-
Notifications
You must be signed in to change notification settings - Fork 1.7k
Description
Summary
I'm observing a performance gap between CUTLASS INT8 NCxHWx interleaved Conv2d Fprop kernel and TensorRT's equivalent kernel on Jetson AGX Orin. For a specific convolution configuration, CUTLASS is approximately 12% slower than TensorRT.
Environment
- Hardware: NVIDIA Jetson AGX Orin
- GPU Architecture: SM87 (Ampere)
- CUTLASS Version: 4.2 (tested with latest)
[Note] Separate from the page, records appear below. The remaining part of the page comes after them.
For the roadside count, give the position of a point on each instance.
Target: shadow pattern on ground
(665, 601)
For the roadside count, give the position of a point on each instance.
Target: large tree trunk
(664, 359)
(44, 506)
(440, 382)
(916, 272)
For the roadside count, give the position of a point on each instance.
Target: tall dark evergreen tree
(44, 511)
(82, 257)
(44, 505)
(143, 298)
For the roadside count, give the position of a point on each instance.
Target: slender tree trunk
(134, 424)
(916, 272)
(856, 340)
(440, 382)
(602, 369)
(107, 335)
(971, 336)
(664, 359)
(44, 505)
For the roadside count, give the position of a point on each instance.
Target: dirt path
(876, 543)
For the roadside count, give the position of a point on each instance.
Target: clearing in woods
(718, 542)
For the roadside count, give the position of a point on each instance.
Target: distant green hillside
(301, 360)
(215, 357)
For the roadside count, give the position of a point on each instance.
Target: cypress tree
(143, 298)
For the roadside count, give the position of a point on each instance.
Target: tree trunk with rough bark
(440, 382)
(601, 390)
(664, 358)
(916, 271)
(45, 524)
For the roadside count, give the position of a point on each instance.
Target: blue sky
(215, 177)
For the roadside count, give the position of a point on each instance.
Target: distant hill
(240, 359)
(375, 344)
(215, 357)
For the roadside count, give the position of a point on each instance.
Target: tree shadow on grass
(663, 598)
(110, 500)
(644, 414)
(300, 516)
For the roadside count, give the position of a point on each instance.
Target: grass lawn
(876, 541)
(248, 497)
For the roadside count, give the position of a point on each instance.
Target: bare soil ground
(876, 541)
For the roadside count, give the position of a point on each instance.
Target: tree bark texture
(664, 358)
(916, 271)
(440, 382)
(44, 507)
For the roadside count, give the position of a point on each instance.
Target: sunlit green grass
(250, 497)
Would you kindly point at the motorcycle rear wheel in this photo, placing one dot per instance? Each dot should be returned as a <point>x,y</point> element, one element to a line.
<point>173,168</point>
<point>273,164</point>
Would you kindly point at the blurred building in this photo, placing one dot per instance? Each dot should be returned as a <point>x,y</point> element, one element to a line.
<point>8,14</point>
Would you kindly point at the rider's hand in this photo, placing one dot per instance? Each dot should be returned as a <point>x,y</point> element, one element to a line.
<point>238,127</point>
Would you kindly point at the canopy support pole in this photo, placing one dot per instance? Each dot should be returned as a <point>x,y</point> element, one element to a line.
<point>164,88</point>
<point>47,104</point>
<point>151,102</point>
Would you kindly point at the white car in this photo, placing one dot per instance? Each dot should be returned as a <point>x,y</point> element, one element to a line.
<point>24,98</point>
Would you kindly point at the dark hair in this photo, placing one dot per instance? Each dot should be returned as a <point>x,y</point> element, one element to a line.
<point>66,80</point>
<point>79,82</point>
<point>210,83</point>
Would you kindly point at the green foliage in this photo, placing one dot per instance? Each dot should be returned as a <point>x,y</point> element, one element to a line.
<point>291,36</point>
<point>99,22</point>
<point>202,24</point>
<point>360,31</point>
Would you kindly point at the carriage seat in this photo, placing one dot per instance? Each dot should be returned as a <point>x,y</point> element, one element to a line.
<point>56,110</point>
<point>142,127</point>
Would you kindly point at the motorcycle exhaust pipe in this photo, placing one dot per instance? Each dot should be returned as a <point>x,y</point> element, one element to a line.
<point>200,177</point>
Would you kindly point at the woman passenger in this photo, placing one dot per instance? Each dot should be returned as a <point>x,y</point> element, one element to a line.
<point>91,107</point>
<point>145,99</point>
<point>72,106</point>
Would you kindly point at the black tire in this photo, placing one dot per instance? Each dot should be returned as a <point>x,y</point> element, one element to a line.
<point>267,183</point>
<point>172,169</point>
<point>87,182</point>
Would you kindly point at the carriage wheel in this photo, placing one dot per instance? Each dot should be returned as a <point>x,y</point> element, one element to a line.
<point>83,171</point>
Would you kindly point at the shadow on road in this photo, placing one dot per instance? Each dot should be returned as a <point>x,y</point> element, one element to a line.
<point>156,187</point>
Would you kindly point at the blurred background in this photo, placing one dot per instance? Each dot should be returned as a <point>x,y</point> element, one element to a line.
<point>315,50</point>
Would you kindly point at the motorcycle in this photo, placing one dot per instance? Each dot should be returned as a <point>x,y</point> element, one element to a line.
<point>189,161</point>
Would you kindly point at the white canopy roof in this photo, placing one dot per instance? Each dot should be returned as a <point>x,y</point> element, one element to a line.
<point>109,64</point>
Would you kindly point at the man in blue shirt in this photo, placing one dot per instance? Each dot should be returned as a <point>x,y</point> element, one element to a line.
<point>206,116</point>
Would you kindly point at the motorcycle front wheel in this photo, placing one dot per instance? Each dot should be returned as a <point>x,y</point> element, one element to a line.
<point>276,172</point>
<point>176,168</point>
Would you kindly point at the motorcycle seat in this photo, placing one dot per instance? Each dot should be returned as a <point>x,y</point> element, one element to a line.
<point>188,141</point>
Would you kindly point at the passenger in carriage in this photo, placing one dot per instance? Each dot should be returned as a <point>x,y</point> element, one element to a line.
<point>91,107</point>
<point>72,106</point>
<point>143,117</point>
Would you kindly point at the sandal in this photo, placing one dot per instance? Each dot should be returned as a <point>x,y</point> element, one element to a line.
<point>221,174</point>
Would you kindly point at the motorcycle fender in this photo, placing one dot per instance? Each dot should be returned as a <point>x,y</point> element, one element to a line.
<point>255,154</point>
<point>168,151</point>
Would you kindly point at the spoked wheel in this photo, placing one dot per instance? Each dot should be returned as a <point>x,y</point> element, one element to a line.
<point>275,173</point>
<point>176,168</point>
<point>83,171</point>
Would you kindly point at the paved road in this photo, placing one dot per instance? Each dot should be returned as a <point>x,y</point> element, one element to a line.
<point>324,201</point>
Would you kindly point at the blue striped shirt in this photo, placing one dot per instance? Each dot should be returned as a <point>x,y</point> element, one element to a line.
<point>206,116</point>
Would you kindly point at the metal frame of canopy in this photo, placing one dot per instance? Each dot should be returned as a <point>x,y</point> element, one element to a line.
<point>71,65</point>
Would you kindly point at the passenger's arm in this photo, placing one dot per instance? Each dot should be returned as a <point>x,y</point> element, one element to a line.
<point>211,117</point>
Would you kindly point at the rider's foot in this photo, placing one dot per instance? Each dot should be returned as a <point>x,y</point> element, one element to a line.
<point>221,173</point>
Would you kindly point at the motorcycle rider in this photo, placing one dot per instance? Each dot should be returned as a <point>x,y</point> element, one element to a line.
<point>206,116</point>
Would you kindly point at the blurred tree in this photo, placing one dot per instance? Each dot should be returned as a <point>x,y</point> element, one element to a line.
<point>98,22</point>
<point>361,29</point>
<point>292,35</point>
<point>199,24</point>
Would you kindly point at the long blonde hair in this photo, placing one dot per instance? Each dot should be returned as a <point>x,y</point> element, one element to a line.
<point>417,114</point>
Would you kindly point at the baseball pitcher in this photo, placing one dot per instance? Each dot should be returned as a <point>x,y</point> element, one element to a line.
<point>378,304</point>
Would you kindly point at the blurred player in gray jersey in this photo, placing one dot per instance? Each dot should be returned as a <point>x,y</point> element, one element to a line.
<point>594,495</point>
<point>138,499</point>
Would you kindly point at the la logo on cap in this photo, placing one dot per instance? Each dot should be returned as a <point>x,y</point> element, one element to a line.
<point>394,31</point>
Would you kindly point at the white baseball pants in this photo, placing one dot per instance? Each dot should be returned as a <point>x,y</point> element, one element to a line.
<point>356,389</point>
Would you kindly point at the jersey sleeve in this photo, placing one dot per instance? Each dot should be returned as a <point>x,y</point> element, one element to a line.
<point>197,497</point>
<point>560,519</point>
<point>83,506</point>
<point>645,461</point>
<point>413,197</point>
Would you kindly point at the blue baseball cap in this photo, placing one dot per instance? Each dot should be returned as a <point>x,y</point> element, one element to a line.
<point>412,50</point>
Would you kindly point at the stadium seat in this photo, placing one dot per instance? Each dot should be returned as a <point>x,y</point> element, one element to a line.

- TensorRT Version: 8.6 (bundled with JetPack)
Problem Description
I benchmarked the INT8 Conv2d Fprop kernel with NCxHWx<32> interleaved layout using both CUTLASS templates and TensorRT, and found a noticeable performance difference.
Convolution Parameters
| Parameter | Value |
|---|---|
| N (batch) | 10 |
| C (input channels) | 128 |
| H (input height) | 72 |
| W (input width) | 120 |
| K (output channels) | 128 |
| R (filter height) | 3 |
| S (filter width) | 3 |
| pad_h, pad_w | 1, 1 |
| stride_h, stride_w | 1, 1 |
| dilation_h, dilation_w | 1, 1 |
Performance Comparison
| Implementation | Epilogue Type | Time (μs) |
|---|---|---|
| CUTLASS NCxHWx<32> | Pertensor AlphaScaling | ~420 |
| CUTLASS NCxHWx<32> | Perchannel AlphaScaling | ~450 |
| CUTLASS NHWC | Pertensor AlphaScaling | ~438 |
| CUTLASS NHWC | Perchannel AlphaScaling | ~470 |
| TensorRT | Perchannel AlphaScaling | ~400 |
TensorRT Kernel Name (from nsys profiling)
sm80_xmma_fprop_implicit_gemm_interleaved_i8i8_i8i32_f32_nchw_vect_c_32kcrs_vect_c_32_nchw_vect_c_32_tilesize128x128x64_stage4_warpsize2x2x1_g1_tensor16x8x32_t1r3s3_execute_kernel_trt
From the kernel name, TensorRT appears to use:
- Tile size: 128x128x64
- 4 pipeline stages
- Warp configuration: 2x2x1
- Tensor instruction: 16x8x32
- Specialized for 3x3 filter (
t1r3s3)
CUTLASS Kernel Configuration
I am using the following CUTLASS template configuration:
using Conv2dKernel = typename cutlass::conv::kernel::DefaultConv2dFprop<
int8_t, cutlass::layout::TensorNCxHWx<32>, // Input: NCxHWx<32>
int8_t, cutlass::layout::TensorCxRSKx<32>, // Filter: CxRSKx<32>
int8_t, cutlass::layout::TensorNCxHWx<32>, // Output: NCxHWx<32>
int32_t, // Accumulator
cutlass::arch::OpClassTensorOp,
cutlass::arch::Sm80,
cutlass::gemm::GemmShape<128, 128, 64>, // ThreadBlock shape
cutlass::gemm::GemmShape<64, 64, 64>, // Warp shape
cutlass::gemm::GemmShape<16, 8, 32>, // Instruction shape
cutlass::epilogue::thread::LinearCombinationClamp<
int8_t,
64 / cutlass::sizeof_bits<int8_t>::value, // 8 elements per access
int32_t,
float,
cutlass::epilogue::thread::ScaleType::OnlyAlphaScaling
>,
cutlass::gemm::threadblock::GemmIdentityThreadblockSwizzle<1>,
4, // Stages
cutlass::arch::OpMultiplyAddSaturate,
cutlass::conv::IteratorAlgorithm::kOptimized,
cutlass::conv::StrideSupport::kStrided,
16, 16 // Alignment
>::Kernel;Questions
How to modify and optimize cutlass int8 fprop2d kernel to meet with tensorrt's performance
Additional Information
I can provide additional nsys profiling reports if needed.
Thank you for your guidance on how to achieve TensorRT-level performance with CUTLASS templates!